Despite initial concerns over the cholesterol-lowering effects of simvastatin on red cell membrane biology and the potential for increased hemolysis, we found no relationship between the reduction in cholesterol and laboratory measures of hemolysis, such as Hb, reticulocyte count, LDH and total bilirubin levels in our study population. Moreover, the observed increase in NOx levels after simvastatin did not correlate with Hb, reticulocyte count, LDH or total bilirubin, suggesting that the effect of simvastatin on NOx may be independent of hemolytic activity.

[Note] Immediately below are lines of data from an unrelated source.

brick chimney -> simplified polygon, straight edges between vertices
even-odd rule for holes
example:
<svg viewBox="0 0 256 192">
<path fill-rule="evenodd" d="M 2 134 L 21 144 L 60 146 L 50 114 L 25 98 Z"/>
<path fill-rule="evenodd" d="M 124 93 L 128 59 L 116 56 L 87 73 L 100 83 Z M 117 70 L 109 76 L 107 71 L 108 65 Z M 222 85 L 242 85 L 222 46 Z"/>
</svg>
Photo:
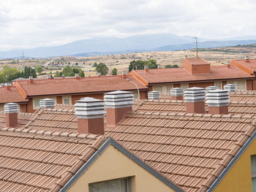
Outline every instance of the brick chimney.
<svg viewBox="0 0 256 192">
<path fill-rule="evenodd" d="M 127 78 L 127 72 L 121 72 L 121 77 L 122 77 L 123 79 Z"/>
<path fill-rule="evenodd" d="M 82 98 L 75 104 L 78 133 L 104 134 L 104 101 L 92 97 Z"/>
<path fill-rule="evenodd" d="M 6 116 L 7 127 L 17 127 L 18 123 L 18 112 L 19 107 L 16 103 L 7 103 L 4 104 L 4 112 Z"/>
<path fill-rule="evenodd" d="M 10 83 L 9 83 L 9 82 L 7 82 L 6 84 L 5 84 L 5 89 L 6 90 L 11 90 L 11 85 L 12 84 L 10 84 Z"/>
<path fill-rule="evenodd" d="M 227 68 L 230 68 L 230 61 L 227 61 L 226 62 L 226 67 Z"/>
<path fill-rule="evenodd" d="M 156 91 L 148 92 L 148 99 L 156 99 L 156 100 L 160 99 L 160 92 Z"/>
<path fill-rule="evenodd" d="M 215 89 L 206 93 L 210 114 L 228 114 L 229 93 L 227 90 Z"/>
<path fill-rule="evenodd" d="M 145 72 L 146 73 L 148 72 L 148 66 L 144 66 L 144 72 Z"/>
<path fill-rule="evenodd" d="M 183 88 L 175 88 L 170 90 L 170 95 L 173 100 L 183 100 Z"/>
<path fill-rule="evenodd" d="M 205 112 L 206 92 L 201 88 L 190 88 L 185 90 L 184 99 L 186 101 L 187 112 Z"/>
<path fill-rule="evenodd" d="M 75 79 L 76 79 L 76 80 L 79 80 L 79 79 L 80 79 L 79 73 L 76 73 L 76 74 L 75 74 Z"/>
<path fill-rule="evenodd" d="M 215 90 L 215 89 L 218 89 L 218 88 L 217 86 L 208 86 L 206 88 L 206 93 L 211 90 Z"/>
<path fill-rule="evenodd" d="M 44 99 L 40 100 L 41 108 L 54 108 L 55 101 L 53 99 Z"/>
<path fill-rule="evenodd" d="M 224 90 L 227 90 L 229 92 L 236 92 L 236 88 L 235 84 L 227 84 L 224 85 Z"/>
<path fill-rule="evenodd" d="M 33 76 L 29 76 L 29 82 L 33 83 Z"/>
<path fill-rule="evenodd" d="M 107 123 L 116 125 L 132 110 L 133 94 L 131 92 L 116 91 L 104 96 L 107 111 Z"/>
</svg>

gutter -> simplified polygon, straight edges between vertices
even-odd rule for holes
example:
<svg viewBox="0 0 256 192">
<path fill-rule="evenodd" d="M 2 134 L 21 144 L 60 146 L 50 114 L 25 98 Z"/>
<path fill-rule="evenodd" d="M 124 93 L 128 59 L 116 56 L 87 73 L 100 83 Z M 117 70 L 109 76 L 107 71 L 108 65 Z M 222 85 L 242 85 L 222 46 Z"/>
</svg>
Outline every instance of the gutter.
<svg viewBox="0 0 256 192">
<path fill-rule="evenodd" d="M 236 162 L 238 160 L 238 158 L 241 156 L 241 155 L 244 153 L 244 151 L 248 148 L 249 145 L 250 145 L 251 143 L 255 140 L 255 137 L 256 137 L 256 130 L 253 132 L 252 136 L 244 143 L 244 146 L 238 150 L 238 152 L 230 161 L 227 166 L 223 169 L 223 171 L 219 174 L 219 176 L 211 184 L 210 188 L 206 191 L 207 192 L 213 191 L 216 188 L 216 187 L 219 184 L 219 183 L 222 180 L 222 179 L 227 174 L 227 172 L 231 169 L 233 166 L 236 164 Z"/>
<path fill-rule="evenodd" d="M 134 162 L 138 164 L 139 166 L 145 169 L 149 173 L 155 176 L 159 180 L 163 182 L 165 184 L 168 185 L 173 190 L 177 192 L 183 192 L 180 188 L 176 186 L 173 183 L 166 179 L 162 174 L 155 171 L 152 167 L 145 164 L 139 158 L 131 153 L 126 148 L 122 147 L 119 143 L 115 141 L 112 138 L 108 139 L 91 156 L 91 158 L 85 163 L 78 171 L 69 179 L 69 180 L 65 184 L 65 185 L 59 191 L 60 192 L 67 191 L 72 185 L 81 177 L 83 173 L 96 161 L 96 160 L 105 152 L 105 150 L 110 146 L 113 146 L 119 152 L 122 153 L 124 155 L 127 156 L 129 158 L 132 160 Z"/>
</svg>

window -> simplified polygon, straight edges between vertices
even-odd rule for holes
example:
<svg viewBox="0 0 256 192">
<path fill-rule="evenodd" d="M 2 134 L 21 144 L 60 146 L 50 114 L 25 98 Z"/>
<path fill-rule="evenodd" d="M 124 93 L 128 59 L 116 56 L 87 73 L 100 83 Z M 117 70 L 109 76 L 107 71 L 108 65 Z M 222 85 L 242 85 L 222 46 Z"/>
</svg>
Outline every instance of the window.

Except for transient, asymptomatic increases in CK levels, simvastatin was well-tolerated with minimal toxicity in our study population. Five subjects reported mild SCD-related pain that did not differ from their clinical history in terms of frequency, intensity and duration. Four subjects were being treated with HU for a history of recurrent vaso-occlusive episodes and two subjects reported weekly episodes that were controlled with oral opioids.
Although confirmation in larger studies is needed, the results of this pilot study show overall improvements in the levels of NOx and downsteam inflammatory markers associated with endothelial dysfunction in SCD. In addition, the positive safety profile of statins observed in the general population is substantiated by the tolerability and lack of serious adverse events in our study population of SCD patients. The present pilot study should lead to larger, randomized, placebo-controlled trials to assess both clinical and mechanistic effects of simvastatin treatment on endothelial function and vascular inflammation in patients with SCD.
This work was supported by the FDA Office of Orphan Products Development Grant # 1R01FD-03080-01-A1 (Clin-icalTrials.gov ID NCT00508027) and Grant #UL1 RR024131-01 from the National Center for Research Resources (NCRR).